One of India’s emergent theatre-makers, and also a young veteran when it comes to acting legs, the Delhi-based Anirudh Nair, or simply “Rudy” in theatre circles, has been stationed in Mumbai this month. Next week, in what is his first open facilitation in the city, he conducts a five-day performer training workshop. This follows a month-long teaching stint at the Drama School Mumbai (DSM) where he taught body movement and improvisation to a batch of twenty students in semi-weekly classes. Popular in the classroom for his dynamic techniques and unbounded energy, Nair is one of a long line of practitioners-turned-pedagogues, who are giving back to a community of makers what they’ve themselves received as learning from their own teachers and mentors. At DSM, the stress is often on the internationally trained, and in this regard, Nair comes armed with excellent credentials.
Collaborative Spirit
At the University of Exeter, circa 2008, he studied form-based theatre methodologies under masters like Phillip Zarrilli, internationally renowned for his psychophysical processes that harness Asian martial and meditation arts. “It was surreal, I found myself as an Indian student in southwest England being taught basically Asian forms by a Jewish American professor,” recalls Nair. Later, with director Anna-Helena McLean, Nair undertook a series of training programs in physical theatre with a decidedly Eastern European outlook. Their ‘self-directed’ collaborative atmosphere has contributed much to the processes Nair has now established in his own burgeoning practice.
His recent directorial outings with Guild of the Goat, the theatre company he founded with co-conspirators Amba Suhasini K. Jhala and Pranay Manchanda, include Sonnets c 2019 (the year in the title is incremented annually) and Contempt, a co-production with Oddbird Theatre and Foundation and the Tadpole Repertory. These works are considered and contemplative and display both aesthetic and moral persuasions. They are not lacking in technical presentation, or the power of conviction or intent, or in the assemblage of talent. While eschewing the sophistry and superficial polish so entrenched in urban theatre, Nair exhibits an ensemble-based exploratory style that is still grappling to find the right cultural coordinates, but it’s a journey in which audiences are very much co-passengers. Based on Shakespeare’s eponymous love poems, Sonnets is a site-specific work that changes with each iteration, and the transmission of actors’ energies is vital to its success. On the other hand, Contempt, based on the play by Danish Sheikh, was conceived in a special collaborative ethos, where an entire team of makers became equal stake-holders—perhaps in keeping with the intersectional material at their disposal—the backdrop being the legal struggle for gay rights in the country.
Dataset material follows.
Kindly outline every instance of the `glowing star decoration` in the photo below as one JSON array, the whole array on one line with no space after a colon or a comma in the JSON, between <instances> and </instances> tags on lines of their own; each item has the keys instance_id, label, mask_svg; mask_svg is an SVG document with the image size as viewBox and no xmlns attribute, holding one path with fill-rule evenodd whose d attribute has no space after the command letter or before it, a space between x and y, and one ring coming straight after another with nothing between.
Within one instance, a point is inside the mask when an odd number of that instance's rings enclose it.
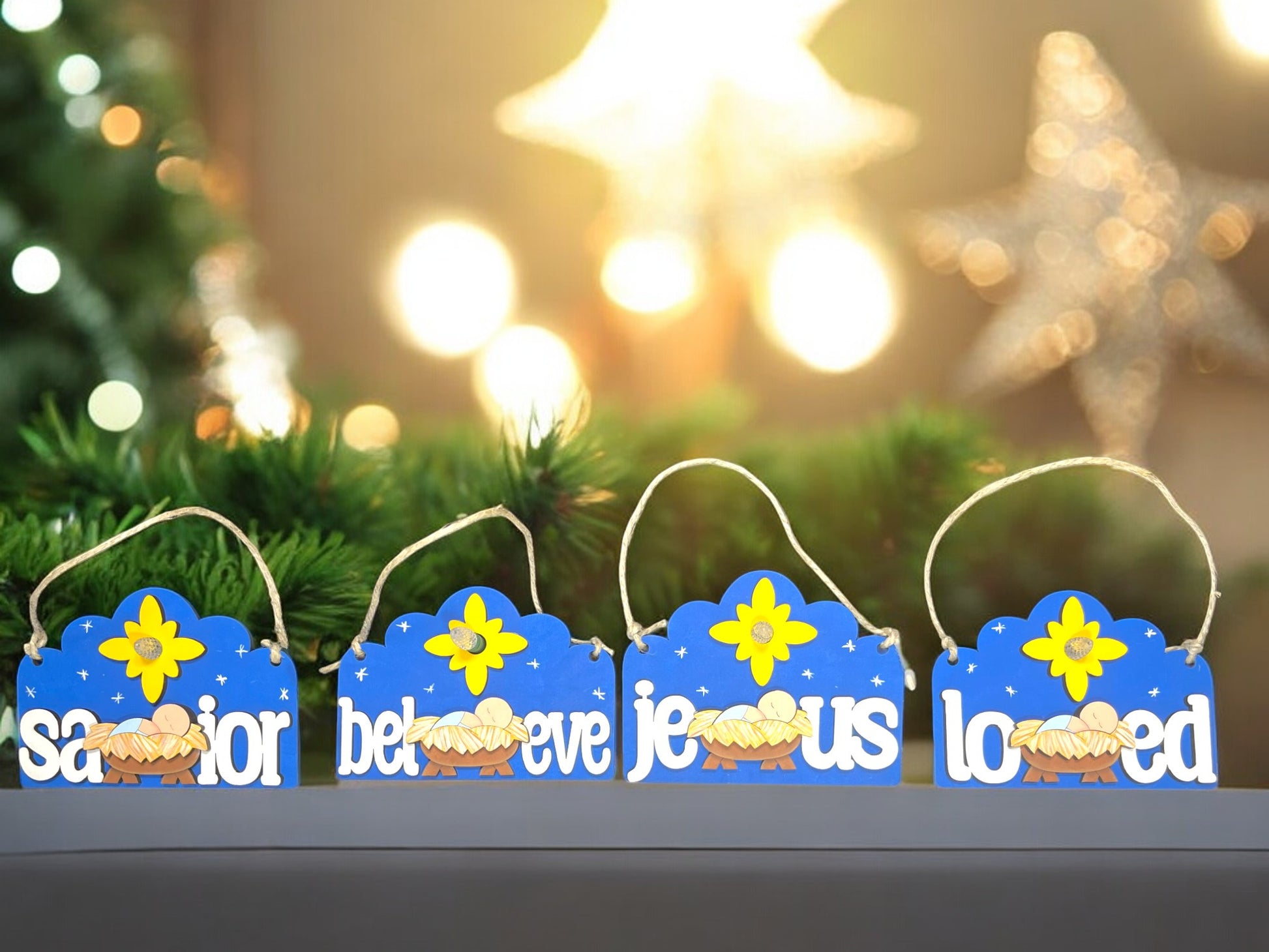
<instances>
[{"instance_id":1,"label":"glowing star decoration","mask_svg":"<svg viewBox=\"0 0 1269 952\"><path fill-rule=\"evenodd\" d=\"M1062 621L1048 623L1048 636L1023 645L1023 654L1049 661L1048 673L1066 682L1072 701L1089 693L1089 678L1101 675L1101 663L1123 658L1128 646L1114 638L1098 637L1099 622L1084 621L1084 607L1076 595L1062 605Z\"/></svg>"},{"instance_id":2,"label":"glowing star decoration","mask_svg":"<svg viewBox=\"0 0 1269 952\"><path fill-rule=\"evenodd\" d=\"M449 659L449 670L463 671L472 694L485 691L490 668L503 668L503 655L523 651L529 642L515 632L503 631L501 618L490 618L478 592L467 598L462 619L449 622L447 635L424 642L425 651Z\"/></svg>"},{"instance_id":3,"label":"glowing star decoration","mask_svg":"<svg viewBox=\"0 0 1269 952\"><path fill-rule=\"evenodd\" d=\"M249 642L156 588L72 621L18 666L22 786L298 786L294 664Z\"/></svg>"},{"instance_id":4,"label":"glowing star decoration","mask_svg":"<svg viewBox=\"0 0 1269 952\"><path fill-rule=\"evenodd\" d=\"M1010 199L935 212L919 250L1004 301L962 374L971 392L1070 366L1110 456L1141 456L1176 352L1269 371L1269 330L1216 261L1269 213L1269 185L1183 170L1093 44L1039 51L1030 176Z\"/></svg>"},{"instance_id":5,"label":"glowing star decoration","mask_svg":"<svg viewBox=\"0 0 1269 952\"><path fill-rule=\"evenodd\" d=\"M754 683L764 687L777 661L789 660L789 645L816 636L813 626L789 618L789 605L775 604L775 586L765 575L754 585L749 604L736 605L736 617L711 626L709 637L736 646L736 660L749 661Z\"/></svg>"},{"instance_id":6,"label":"glowing star decoration","mask_svg":"<svg viewBox=\"0 0 1269 952\"><path fill-rule=\"evenodd\" d=\"M1212 671L1188 660L1157 626L1080 592L994 618L956 664L948 651L934 663L934 782L1214 788Z\"/></svg>"},{"instance_id":7,"label":"glowing star decoration","mask_svg":"<svg viewBox=\"0 0 1269 952\"><path fill-rule=\"evenodd\" d=\"M646 651L626 650L626 779L898 783L904 665L883 641L778 572L680 605Z\"/></svg>"},{"instance_id":8,"label":"glowing star decoration","mask_svg":"<svg viewBox=\"0 0 1269 952\"><path fill-rule=\"evenodd\" d=\"M720 234L749 264L844 173L914 138L906 113L846 93L807 50L840 3L610 0L581 55L499 123L602 164L618 239Z\"/></svg>"},{"instance_id":9,"label":"glowing star decoration","mask_svg":"<svg viewBox=\"0 0 1269 952\"><path fill-rule=\"evenodd\" d=\"M141 678L141 691L152 704L162 697L168 678L180 675L178 661L192 661L207 651L203 642L178 636L179 628L162 617L159 599L146 595L137 621L123 622L124 637L107 638L98 651L112 661L127 661L127 677Z\"/></svg>"},{"instance_id":10,"label":"glowing star decoration","mask_svg":"<svg viewBox=\"0 0 1269 952\"><path fill-rule=\"evenodd\" d=\"M339 668L340 781L613 777L613 660L555 616L468 588L360 647ZM532 664L504 663L529 649Z\"/></svg>"}]
</instances>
With the Tadpole Repertory, Nair co-directed (with Neel Chaudhuri) a riotous adaptation of William Shakespeare’s The Winter’s Tale; and with director Sankar Venkateswaran, he and fellow-actor Chandra Ninasam collaborated on the documentary piece Criminal Tribes Act. “I had worked with Sankar on The Water Station, which was an essentially physical exploration. In this, we sat and brainstormed. The process wasn’t driven by the body,” remembers Nair.
A Shared Vocabulary
What is common to the set-ups Nair submits himself to as an actor or director, is a shared vocabulary with his collaborators, either borne out of training – for instance, Venkateswaran also studied under Zarrilli — or sensibility. While as an actor, he works mostly in English, both Sonnets and Contempt are multi-lingual projects. “Language is never a compromise for me, I enjoyed working on the translations that were a part of Sonnets’ making,” he says. Most important of all for Nair is the organic impulse that might propel him headlong into a project, and it is here that he comes across as a perennial learner still looking inward for answers, “I’m getting more and more strict in terms of asking why I want to make a particular piece of theatre.”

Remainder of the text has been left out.